Susceptible d'être un cynique mélange d'idées, de nouvelles sur les travaux intéressants (si j'en trouve) de nos gouvernements et d'élans philosophiques aussi sarcastiques que provocateurs, j'espère que je pourrai déranger notre culture politique, aussi amorphe que le sens de l'humour de Stephen Harper.

jeudi, octobre 12, 2006

Harper propose une loi plus sévère pour les récidivistes: les pires récidivistes sont encore oubliés

Le gouvernement Harper proposera bientôt une loi plus sévère à l'encontre des récidivistes. Compte tenu des nombreux cas récidivistes d'ivresse au volant que nous avons connu ces dernières années, Mario Bastien en sus, ça fait pleinement du sens.

Cependant il ferait beaucoup de sens que cette loi s'étende aux pires récidivistes de notre société: les politiciens. Essentiellement, il serait de loin préférable que la population surveille le gouvernement que l'inverse. La pathologie réciviste des politiciens est établie depuis plusieurs milliers d'années, l'abus de pouvoir politique étant le plus vieux et plus fréquent crime de l'humanité.

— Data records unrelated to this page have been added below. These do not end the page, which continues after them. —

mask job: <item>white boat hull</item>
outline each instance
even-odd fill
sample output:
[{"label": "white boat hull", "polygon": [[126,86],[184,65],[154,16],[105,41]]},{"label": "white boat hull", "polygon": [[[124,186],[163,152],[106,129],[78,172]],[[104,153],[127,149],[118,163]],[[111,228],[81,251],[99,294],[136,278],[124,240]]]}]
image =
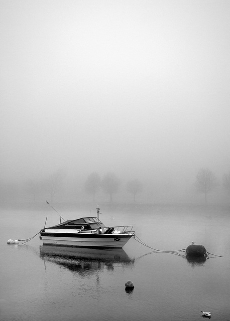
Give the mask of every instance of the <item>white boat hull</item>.
[{"label": "white boat hull", "polygon": [[[59,235],[60,234],[60,235]],[[72,234],[72,235],[71,235]],[[44,244],[78,247],[122,248],[133,234],[99,234],[80,233],[41,232]]]}]

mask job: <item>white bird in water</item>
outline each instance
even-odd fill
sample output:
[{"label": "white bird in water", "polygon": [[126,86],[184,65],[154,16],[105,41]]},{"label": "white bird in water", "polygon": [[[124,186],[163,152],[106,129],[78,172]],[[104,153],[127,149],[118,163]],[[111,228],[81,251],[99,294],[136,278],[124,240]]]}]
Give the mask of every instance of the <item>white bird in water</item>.
[{"label": "white bird in water", "polygon": [[211,317],[211,313],[210,312],[204,312],[201,311],[203,316],[207,316],[209,318]]}]

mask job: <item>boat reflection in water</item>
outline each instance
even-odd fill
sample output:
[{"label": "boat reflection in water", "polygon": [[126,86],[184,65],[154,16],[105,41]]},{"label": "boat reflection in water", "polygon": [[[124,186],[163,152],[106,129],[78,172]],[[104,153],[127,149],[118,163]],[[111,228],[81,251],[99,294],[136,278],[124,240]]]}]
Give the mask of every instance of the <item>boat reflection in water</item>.
[{"label": "boat reflection in water", "polygon": [[130,258],[123,249],[93,249],[44,245],[40,246],[41,258],[44,263],[50,262],[86,276],[99,270],[112,271],[115,265],[130,266],[135,259]]}]

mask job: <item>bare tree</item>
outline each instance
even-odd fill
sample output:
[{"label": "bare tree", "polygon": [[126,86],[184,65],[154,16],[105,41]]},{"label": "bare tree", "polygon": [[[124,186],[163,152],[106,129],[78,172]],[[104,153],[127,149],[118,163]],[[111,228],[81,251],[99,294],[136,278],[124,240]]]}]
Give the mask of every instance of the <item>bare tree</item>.
[{"label": "bare tree", "polygon": [[113,173],[107,173],[101,181],[101,187],[104,193],[110,195],[110,201],[112,202],[112,194],[117,193],[119,187],[119,180]]},{"label": "bare tree", "polygon": [[100,178],[99,175],[93,172],[88,176],[85,182],[85,189],[89,194],[92,194],[93,202],[95,201],[95,194],[100,187]]},{"label": "bare tree", "polygon": [[133,194],[134,202],[136,202],[136,196],[138,193],[142,192],[142,184],[139,180],[133,180],[127,183],[126,190]]},{"label": "bare tree", "polygon": [[216,178],[211,171],[202,168],[197,172],[195,185],[197,192],[204,194],[205,203],[207,203],[207,194],[216,187]]},{"label": "bare tree", "polygon": [[223,176],[223,187],[227,192],[230,193],[230,172]]}]

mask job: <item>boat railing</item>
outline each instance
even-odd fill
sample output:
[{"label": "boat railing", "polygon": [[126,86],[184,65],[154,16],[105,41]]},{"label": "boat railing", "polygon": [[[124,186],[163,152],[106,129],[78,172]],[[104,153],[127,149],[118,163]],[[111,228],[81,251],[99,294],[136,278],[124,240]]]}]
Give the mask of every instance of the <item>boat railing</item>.
[{"label": "boat railing", "polygon": [[121,232],[123,234],[127,234],[128,233],[134,233],[134,231],[133,231],[132,225],[128,225],[127,226],[125,226],[124,225],[120,225],[119,226],[113,226],[112,227],[114,227],[114,230],[116,230],[117,231],[119,231],[119,232]]},{"label": "boat railing", "polygon": [[[103,228],[104,229],[104,234],[106,234],[106,231],[108,229],[110,229],[111,228],[113,228],[113,230],[115,230],[116,231],[118,231],[119,233],[123,234],[128,234],[130,233],[134,233],[134,231],[133,230],[132,225],[128,225],[127,226],[125,226],[124,225],[119,225],[118,226],[108,226]],[[79,233],[96,234],[98,233],[98,229],[96,229],[95,230],[87,230],[87,229],[85,229],[79,231]]]}]

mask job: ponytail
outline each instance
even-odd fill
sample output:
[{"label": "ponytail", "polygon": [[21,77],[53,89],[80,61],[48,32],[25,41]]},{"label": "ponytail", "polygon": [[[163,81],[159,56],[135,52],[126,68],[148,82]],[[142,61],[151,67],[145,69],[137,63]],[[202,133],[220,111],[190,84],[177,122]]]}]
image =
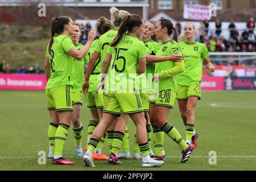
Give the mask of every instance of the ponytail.
[{"label": "ponytail", "polygon": [[166,27],[166,28],[167,28],[168,35],[171,35],[174,33],[173,39],[176,42],[177,42],[178,32],[177,30],[174,27],[172,23],[170,20],[165,18],[161,18],[159,21],[160,21],[161,24],[162,28]]},{"label": "ponytail", "polygon": [[[146,21],[146,22],[148,22],[150,23],[154,24],[154,26],[155,27],[155,24],[156,24],[156,22],[155,22],[154,20],[152,20],[151,19],[148,19],[148,20]],[[151,39],[152,40],[155,41],[155,42],[156,42],[156,36],[155,34],[154,34],[154,35],[151,35]]]},{"label": "ponytail", "polygon": [[178,42],[177,42],[177,43],[180,43],[181,42],[184,41],[185,40],[186,38],[185,36],[185,35],[183,34],[180,34],[180,36],[179,36],[178,37]]},{"label": "ponytail", "polygon": [[60,34],[64,31],[65,24],[68,24],[69,23],[69,17],[68,16],[59,16],[52,19],[52,23],[51,26],[51,39],[49,42],[48,47],[48,52],[49,54],[52,56],[51,49],[53,44],[53,37],[56,34]]},{"label": "ponytail", "polygon": [[174,27],[174,36],[172,39],[176,41],[176,42],[178,42],[178,32],[177,29]]},{"label": "ponytail", "polygon": [[127,22],[130,17],[131,17],[131,15],[127,15],[127,16],[125,16],[125,18],[122,21],[120,28],[118,29],[118,32],[117,33],[117,35],[115,37],[115,38],[110,44],[110,46],[111,47],[114,47],[114,46],[116,46],[118,43],[118,42],[120,41],[121,39],[122,39],[122,36],[123,36],[123,34],[125,34],[125,32],[127,31]]}]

La loi s'attaque spécifiquement aux criminels dangereux, ce qui cadre parfaitement avec les politiciens récidivistes. Ils ont en effet le contrôle absolu sur nos lois, nos systèmes de santé et d'éducation et dirigent essentiellement l'avenir de notre société.

Il va de soi que les politiciens devraient être inclus dans cette loi, particulièrement avec les récentes provisions de la loi anti-terroriste. Le gouvernement s'est donné le droit d'espionner ses citoyens. Il est cependant facile, moins coûteux et beaucoup plus avantageux que les citoyens surveillent plus étroitement encore les politiciens. Le pire des citoyens ne peut faire qu'une fraction du dommage d'un ministre incompétent, corrompu ou irrationel.

Après tout, comment les citoyens sont sensés faire des choix rationnels s'ils ne savent même pas ce que leurs représentants élus font? Comment les politologues sont sensés comprendre quoique ce soit, et peut-être un jour créer une connaissance utile en politique, s'ils ne peuvent même pas observer leur sujet d'étude?

Du fil de presse du Premier Ministre:

Le Premier ministre Stephen Harper a annoncé aujourd’hui que le nouveau gouvernement du Canada présentera une loi visant des condamnations plus sévères et la gestion plus efficace des personnes reconnues coupables d’infractions sexuelles ou avec violence.



« Nous allons imposer des conditions plus strictes aux récidivistes afin de les empêcher de commettre de nouvelles infractions », a déclaré le Premier ministre. « Nous faciliterons les désignations de délinquants dangereux qui purgeront ainsi des peines de prison de durée indéterminée. »


Le Premier ministre a fait remarquer qu’aux termes de la législation proposée, il incombera aux délinquants reconnus coupables d’une troisième infraction avec violence ou sexuelle de prouver qu’ils ne devraient pas être déclarés délinquants dangereux. S’ils ne peuvent le faire, ils seront assujettis à des peines d’emprisonnement de durée indéterminée, sans possibilité de libération conditionnelle avant sept ans. De plus, la législation ferait passer de 12 à 24 mois la période pendant laquelle le délinquant s’engage à ne pas troubler l’ordre public, mesure qui entraînerait des restrictions et conditions supplémentaires aux agissements des criminels libérés.


« Notre système pénal donne généreusement une deuxième ou une troisième chance », a ajouté le Premier ministre. « Mais à un moment donné, les gouvernements doivent fixer des limites et c’est exactement ce que fait ce projet de loi. »


Depuis son entrée en fonctions plus tôt cette année, le nouveau gouvernement du Canada a présenté diverses initiatives destinées à lutter contre la criminalité et à protéger la sécurité des Canadiennes et des Canadiens. Mentionnons entre autres celles qui visent à mettre fin aux condamnations avec sursis pour les auteurs d’infractions graves, à mettre en œuvre des peines d’emprisonnement minimales pour les crimes commis à l’aide d’une arme à feu, à rehausser de 14 à 16 ans l’âge du consentement à des activités sexuelles et à lutter contre les courses de rues.